With the assistance of Easter Seals, the foundation has offered summer camps for children with developmental disabilities, which in turn provide much-needed respite for moms and dads. Drama classes at the Rose Theatre in Omaha also have been available for children and young adults with autism to improve their communication skills, along with companion classes for siblings of those with disabilities.

"My wife and I came to the conclusion that there could be a way to take the skills we've honed in the business world and apply them to help families who have children with disabilities on their journey. We understand their journey; we're on it."

Mark Hirschfeld

As the foundation evolves to become a full public charity, it will strive to develop programs to combat the profound challenges that adults with disabilities face, such as vocation and residence.

By visiting similar programs around the country and establishing a dialogue with other successful agencies and non-profits, the foundation hopes to build a stronger organization.

"We don't necessarily have to recreate the wheel, but gain some insight," Hirschfeld said. "We want to continue to build on the success of our partnerships not only with MMI, but also with other organizations that have the resources and skills."

Using the analogy of a mountain hike, Hirschfeld said the foundation has currently established a base camp and is looking for people to climb with.

Before taking the job as executive director, Hirschfeld was perfectly happy just volunteering with the GWR Sunshine Foundation.

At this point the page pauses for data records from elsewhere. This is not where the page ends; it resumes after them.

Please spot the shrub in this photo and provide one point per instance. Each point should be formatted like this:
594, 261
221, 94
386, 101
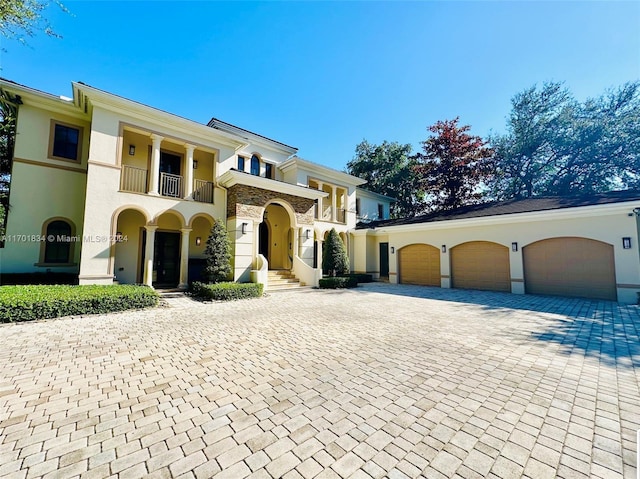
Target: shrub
28, 303
218, 254
226, 291
338, 282
334, 255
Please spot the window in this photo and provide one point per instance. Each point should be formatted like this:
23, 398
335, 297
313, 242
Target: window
65, 141
268, 170
255, 165
57, 250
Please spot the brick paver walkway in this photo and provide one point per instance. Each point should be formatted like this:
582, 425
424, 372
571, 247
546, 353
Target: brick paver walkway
381, 381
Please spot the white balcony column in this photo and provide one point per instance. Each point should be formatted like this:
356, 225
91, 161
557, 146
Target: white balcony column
184, 258
148, 253
155, 164
334, 211
188, 174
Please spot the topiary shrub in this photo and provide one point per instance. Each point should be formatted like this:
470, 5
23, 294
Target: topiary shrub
334, 255
338, 282
226, 291
217, 254
28, 303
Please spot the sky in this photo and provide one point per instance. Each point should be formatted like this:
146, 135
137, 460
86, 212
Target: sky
323, 76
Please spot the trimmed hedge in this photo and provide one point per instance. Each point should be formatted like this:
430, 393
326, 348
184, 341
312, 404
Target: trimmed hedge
28, 303
338, 282
226, 291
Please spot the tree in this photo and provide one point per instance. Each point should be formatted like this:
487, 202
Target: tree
453, 166
218, 254
555, 145
334, 255
22, 18
388, 169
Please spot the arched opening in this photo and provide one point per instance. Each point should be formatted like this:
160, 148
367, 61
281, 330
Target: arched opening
276, 237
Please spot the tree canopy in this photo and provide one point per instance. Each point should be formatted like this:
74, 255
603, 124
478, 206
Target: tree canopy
388, 169
452, 166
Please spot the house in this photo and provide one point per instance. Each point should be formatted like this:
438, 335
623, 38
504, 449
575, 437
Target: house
584, 246
114, 190
108, 189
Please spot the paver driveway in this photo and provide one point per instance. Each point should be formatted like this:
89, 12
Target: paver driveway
382, 381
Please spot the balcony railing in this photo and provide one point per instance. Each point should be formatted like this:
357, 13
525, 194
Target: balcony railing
170, 185
133, 179
203, 191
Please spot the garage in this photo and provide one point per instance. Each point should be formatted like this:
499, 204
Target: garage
480, 265
419, 264
578, 267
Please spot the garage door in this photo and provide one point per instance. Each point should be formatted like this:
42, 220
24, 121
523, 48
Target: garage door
577, 267
420, 264
480, 265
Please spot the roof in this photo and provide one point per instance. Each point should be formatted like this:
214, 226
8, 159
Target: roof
228, 127
526, 205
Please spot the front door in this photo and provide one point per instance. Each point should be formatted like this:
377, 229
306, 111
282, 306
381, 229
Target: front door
384, 260
166, 259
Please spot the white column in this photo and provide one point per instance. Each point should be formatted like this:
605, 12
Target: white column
334, 214
155, 164
188, 174
148, 254
184, 258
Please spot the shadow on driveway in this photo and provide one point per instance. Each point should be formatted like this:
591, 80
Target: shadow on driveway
605, 330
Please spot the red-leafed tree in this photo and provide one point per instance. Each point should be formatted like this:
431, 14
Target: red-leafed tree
453, 166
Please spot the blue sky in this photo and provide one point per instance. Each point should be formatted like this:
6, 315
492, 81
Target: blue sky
322, 76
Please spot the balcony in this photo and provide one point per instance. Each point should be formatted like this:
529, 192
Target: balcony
133, 179
203, 191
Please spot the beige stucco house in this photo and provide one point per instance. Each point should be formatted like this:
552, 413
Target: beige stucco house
109, 189
114, 190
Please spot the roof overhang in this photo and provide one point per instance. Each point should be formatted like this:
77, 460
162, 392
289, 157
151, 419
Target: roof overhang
234, 177
624, 208
322, 171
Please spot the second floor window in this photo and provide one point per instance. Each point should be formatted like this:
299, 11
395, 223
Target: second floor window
255, 165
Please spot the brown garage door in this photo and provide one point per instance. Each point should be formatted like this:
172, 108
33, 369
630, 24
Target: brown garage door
420, 264
480, 265
577, 267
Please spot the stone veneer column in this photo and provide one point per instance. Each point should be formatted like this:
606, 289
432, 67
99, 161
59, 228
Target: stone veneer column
148, 254
155, 164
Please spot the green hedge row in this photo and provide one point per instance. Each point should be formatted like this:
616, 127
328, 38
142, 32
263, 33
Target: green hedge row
226, 291
339, 282
28, 303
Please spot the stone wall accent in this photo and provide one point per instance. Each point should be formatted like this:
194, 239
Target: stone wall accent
248, 202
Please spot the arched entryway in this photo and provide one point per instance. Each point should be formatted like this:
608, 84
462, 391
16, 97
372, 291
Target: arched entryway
275, 240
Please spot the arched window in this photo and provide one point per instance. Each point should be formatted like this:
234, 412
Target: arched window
58, 242
255, 165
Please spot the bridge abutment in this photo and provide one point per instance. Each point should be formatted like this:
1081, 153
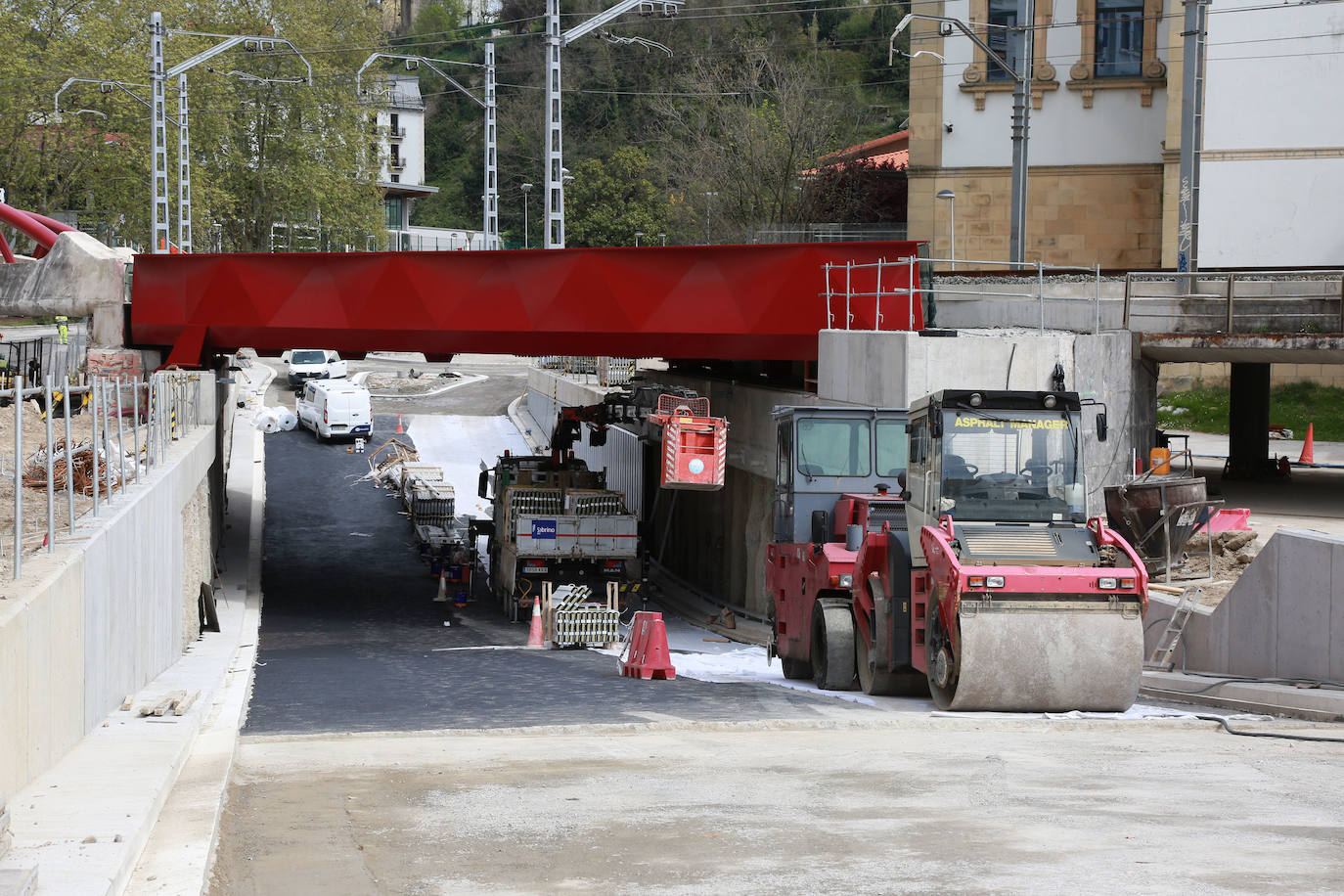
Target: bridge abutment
1247, 421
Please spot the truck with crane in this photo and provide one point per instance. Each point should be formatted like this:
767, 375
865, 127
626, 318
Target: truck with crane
945, 550
554, 521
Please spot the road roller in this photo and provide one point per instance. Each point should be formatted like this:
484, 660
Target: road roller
945, 550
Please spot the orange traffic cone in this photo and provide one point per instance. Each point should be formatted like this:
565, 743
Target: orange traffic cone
534, 637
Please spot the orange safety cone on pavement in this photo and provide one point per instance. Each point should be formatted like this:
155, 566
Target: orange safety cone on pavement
535, 641
1308, 445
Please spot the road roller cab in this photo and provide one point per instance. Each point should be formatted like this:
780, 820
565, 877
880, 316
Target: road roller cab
1017, 601
974, 576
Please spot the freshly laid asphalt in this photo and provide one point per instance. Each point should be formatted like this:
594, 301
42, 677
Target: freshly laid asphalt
351, 640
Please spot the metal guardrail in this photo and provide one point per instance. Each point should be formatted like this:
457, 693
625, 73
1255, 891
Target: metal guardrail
910, 262
1185, 287
161, 409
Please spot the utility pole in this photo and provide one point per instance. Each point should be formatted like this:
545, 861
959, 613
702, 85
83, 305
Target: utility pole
1026, 32
492, 187
1021, 76
557, 40
491, 198
1191, 133
158, 139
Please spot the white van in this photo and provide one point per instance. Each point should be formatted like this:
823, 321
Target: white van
305, 364
335, 407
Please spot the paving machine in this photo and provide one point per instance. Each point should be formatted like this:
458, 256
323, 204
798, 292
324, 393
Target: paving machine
946, 548
556, 521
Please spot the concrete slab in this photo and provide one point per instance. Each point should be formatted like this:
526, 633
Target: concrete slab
1315, 704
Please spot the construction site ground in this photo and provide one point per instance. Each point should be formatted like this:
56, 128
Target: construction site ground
388, 752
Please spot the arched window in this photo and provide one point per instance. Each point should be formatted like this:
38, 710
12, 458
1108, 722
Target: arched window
981, 76
1118, 49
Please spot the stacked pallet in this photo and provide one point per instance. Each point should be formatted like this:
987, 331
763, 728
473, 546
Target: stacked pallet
425, 495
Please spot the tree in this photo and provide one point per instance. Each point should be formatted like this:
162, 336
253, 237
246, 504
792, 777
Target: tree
762, 121
261, 152
610, 201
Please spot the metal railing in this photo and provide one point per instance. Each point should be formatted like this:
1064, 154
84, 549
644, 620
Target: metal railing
910, 263
1185, 288
92, 467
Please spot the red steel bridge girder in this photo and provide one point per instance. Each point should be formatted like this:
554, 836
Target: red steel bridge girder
732, 302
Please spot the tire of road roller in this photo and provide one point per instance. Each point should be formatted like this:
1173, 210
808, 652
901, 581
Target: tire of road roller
1041, 661
832, 648
884, 684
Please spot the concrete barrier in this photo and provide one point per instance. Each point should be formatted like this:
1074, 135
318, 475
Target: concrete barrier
104, 614
1282, 619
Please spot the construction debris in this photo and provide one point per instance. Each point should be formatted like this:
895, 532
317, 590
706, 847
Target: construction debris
82, 463
386, 464
175, 702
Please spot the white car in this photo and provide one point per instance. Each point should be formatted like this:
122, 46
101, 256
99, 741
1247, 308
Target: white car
312, 364
335, 407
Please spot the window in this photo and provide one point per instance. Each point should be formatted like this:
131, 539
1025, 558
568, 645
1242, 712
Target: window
833, 446
1006, 43
392, 205
1120, 38
893, 448
1118, 49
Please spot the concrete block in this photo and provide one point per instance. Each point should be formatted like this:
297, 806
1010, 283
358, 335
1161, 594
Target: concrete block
1253, 618
1336, 669
1303, 608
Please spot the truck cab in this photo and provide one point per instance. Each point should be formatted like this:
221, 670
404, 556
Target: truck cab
840, 474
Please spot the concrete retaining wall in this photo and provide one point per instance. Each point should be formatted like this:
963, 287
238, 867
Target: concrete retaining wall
1282, 619
101, 615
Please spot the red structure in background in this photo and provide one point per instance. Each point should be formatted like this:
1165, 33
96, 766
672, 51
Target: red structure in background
42, 230
732, 302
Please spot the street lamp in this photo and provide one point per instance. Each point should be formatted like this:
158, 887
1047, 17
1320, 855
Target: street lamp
525, 190
952, 230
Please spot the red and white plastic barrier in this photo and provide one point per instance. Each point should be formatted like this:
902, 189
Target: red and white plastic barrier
646, 653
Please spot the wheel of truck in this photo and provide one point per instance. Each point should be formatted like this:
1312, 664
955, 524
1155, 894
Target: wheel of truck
941, 662
832, 648
794, 669
886, 684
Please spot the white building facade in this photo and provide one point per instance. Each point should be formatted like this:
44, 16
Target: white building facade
1105, 135
399, 147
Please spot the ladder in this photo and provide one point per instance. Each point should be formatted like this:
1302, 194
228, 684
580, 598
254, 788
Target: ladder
1167, 644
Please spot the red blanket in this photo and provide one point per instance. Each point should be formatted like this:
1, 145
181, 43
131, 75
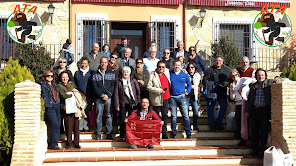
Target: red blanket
143, 132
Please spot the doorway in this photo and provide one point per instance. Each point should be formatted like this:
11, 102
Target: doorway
135, 32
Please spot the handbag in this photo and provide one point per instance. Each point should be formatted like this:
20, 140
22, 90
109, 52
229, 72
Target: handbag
71, 106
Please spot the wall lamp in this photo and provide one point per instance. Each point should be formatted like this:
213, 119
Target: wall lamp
202, 15
50, 11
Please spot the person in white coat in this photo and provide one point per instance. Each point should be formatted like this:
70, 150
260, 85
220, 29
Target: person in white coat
239, 90
159, 93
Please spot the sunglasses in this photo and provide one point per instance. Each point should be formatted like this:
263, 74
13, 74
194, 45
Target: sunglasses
234, 75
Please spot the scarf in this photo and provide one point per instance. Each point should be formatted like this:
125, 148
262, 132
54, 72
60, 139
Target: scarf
53, 91
68, 87
84, 71
128, 88
140, 71
112, 67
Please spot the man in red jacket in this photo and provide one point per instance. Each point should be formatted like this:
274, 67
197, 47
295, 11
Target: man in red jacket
145, 113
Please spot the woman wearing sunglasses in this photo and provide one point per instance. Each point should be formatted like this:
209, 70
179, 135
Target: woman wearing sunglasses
52, 114
193, 95
112, 65
69, 108
142, 76
62, 67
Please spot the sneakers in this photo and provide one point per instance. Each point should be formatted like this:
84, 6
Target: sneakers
133, 146
109, 136
197, 129
98, 137
149, 146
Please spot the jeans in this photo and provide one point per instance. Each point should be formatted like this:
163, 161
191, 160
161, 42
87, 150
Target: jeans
122, 112
67, 58
72, 125
194, 105
52, 118
84, 123
164, 115
180, 102
223, 107
100, 105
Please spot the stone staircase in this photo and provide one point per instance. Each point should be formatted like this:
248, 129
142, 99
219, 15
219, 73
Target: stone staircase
206, 147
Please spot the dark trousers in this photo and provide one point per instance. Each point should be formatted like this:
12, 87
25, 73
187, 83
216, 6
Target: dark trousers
164, 114
52, 118
122, 113
72, 123
211, 105
238, 113
260, 128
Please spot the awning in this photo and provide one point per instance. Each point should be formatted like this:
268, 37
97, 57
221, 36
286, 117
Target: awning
239, 3
148, 2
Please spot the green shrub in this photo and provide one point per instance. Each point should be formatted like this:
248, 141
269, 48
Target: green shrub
226, 49
35, 58
12, 74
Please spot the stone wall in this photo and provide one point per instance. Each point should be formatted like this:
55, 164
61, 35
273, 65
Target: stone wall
55, 33
283, 111
271, 59
30, 140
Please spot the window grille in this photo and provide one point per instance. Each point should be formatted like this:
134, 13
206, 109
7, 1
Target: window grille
6, 43
164, 33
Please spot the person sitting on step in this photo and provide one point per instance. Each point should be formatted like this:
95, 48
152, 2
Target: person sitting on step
145, 113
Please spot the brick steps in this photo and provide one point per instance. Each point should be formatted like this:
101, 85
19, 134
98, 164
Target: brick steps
180, 134
208, 141
155, 160
142, 151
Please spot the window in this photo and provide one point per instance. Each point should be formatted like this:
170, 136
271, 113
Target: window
92, 33
239, 34
165, 31
239, 31
88, 31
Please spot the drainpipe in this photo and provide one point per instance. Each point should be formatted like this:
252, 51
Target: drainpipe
70, 11
184, 23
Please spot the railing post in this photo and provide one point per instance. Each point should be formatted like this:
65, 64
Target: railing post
283, 120
30, 133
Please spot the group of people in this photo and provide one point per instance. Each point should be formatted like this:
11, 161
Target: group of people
115, 82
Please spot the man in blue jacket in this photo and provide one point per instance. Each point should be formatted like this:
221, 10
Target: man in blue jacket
178, 98
201, 67
103, 82
217, 76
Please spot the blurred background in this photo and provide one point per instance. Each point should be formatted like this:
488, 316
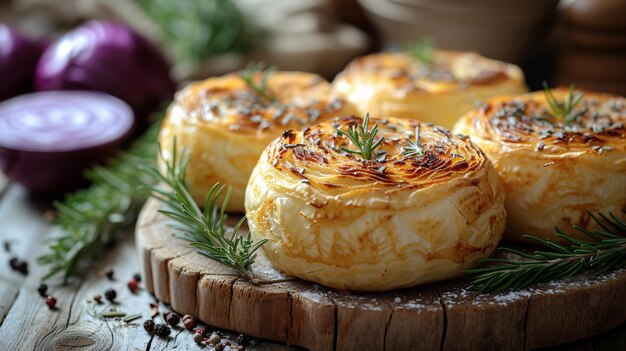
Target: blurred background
567, 41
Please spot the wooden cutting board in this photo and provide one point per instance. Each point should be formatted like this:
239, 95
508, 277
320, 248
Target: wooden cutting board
446, 316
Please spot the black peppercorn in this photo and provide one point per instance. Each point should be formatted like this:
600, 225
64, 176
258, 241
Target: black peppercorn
148, 325
243, 339
42, 289
110, 294
172, 319
162, 330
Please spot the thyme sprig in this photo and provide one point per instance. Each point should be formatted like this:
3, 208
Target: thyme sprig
93, 218
414, 148
206, 229
362, 138
605, 250
260, 88
423, 51
566, 111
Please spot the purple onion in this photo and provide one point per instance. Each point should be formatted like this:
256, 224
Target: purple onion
108, 57
48, 139
18, 59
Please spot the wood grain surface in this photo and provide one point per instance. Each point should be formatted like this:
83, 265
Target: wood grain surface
27, 324
444, 316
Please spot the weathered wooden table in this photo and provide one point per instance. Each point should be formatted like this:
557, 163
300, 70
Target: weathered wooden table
26, 323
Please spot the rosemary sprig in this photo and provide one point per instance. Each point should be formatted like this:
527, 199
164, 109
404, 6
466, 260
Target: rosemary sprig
362, 138
566, 111
604, 251
205, 230
414, 148
423, 51
261, 89
93, 217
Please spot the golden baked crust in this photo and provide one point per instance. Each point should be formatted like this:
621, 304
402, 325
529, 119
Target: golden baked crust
395, 84
553, 172
395, 221
225, 126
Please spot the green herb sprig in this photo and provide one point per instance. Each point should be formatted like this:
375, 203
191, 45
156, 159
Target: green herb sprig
414, 148
422, 51
566, 111
261, 89
94, 217
205, 230
604, 251
363, 138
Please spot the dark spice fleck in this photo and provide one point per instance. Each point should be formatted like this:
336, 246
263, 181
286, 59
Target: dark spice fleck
148, 325
189, 322
110, 295
18, 265
162, 330
42, 290
51, 301
110, 274
173, 319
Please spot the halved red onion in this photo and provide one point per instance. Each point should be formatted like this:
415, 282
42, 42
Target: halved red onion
47, 139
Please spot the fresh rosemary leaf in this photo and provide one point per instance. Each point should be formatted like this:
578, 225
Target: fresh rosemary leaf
565, 111
260, 88
93, 217
414, 148
206, 229
363, 138
604, 251
423, 51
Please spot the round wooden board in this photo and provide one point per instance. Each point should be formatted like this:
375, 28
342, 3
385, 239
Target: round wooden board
445, 316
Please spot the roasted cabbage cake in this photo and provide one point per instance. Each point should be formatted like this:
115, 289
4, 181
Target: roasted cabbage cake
425, 207
399, 85
559, 154
224, 124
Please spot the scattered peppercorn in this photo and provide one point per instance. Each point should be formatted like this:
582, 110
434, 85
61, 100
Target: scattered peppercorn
133, 285
42, 289
110, 295
172, 319
214, 339
243, 339
162, 330
189, 322
51, 301
148, 325
19, 265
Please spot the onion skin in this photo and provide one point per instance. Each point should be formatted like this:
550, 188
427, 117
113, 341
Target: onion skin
108, 57
18, 58
80, 136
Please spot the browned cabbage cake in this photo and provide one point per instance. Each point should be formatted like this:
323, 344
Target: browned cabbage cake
224, 124
399, 85
554, 164
422, 209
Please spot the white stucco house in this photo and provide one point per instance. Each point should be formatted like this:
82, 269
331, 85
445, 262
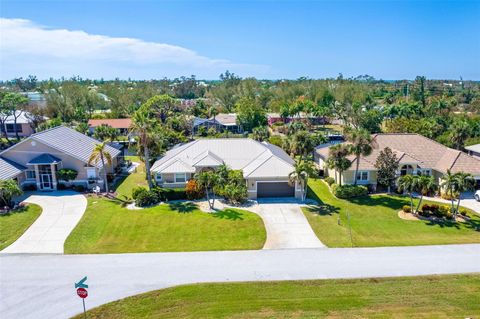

However, after much consideration, he and his wife decided that they had a vested interest in helping those with developmental disabilities and decided to take the next step.

"My wife and I came to the conclusion that there could be a way to take the skills we've honed in the business world and apply them to help families who have children with disabilities on their journey," Hirschfeld said. "We understand their journey; we're on it. This indeed is a great calling."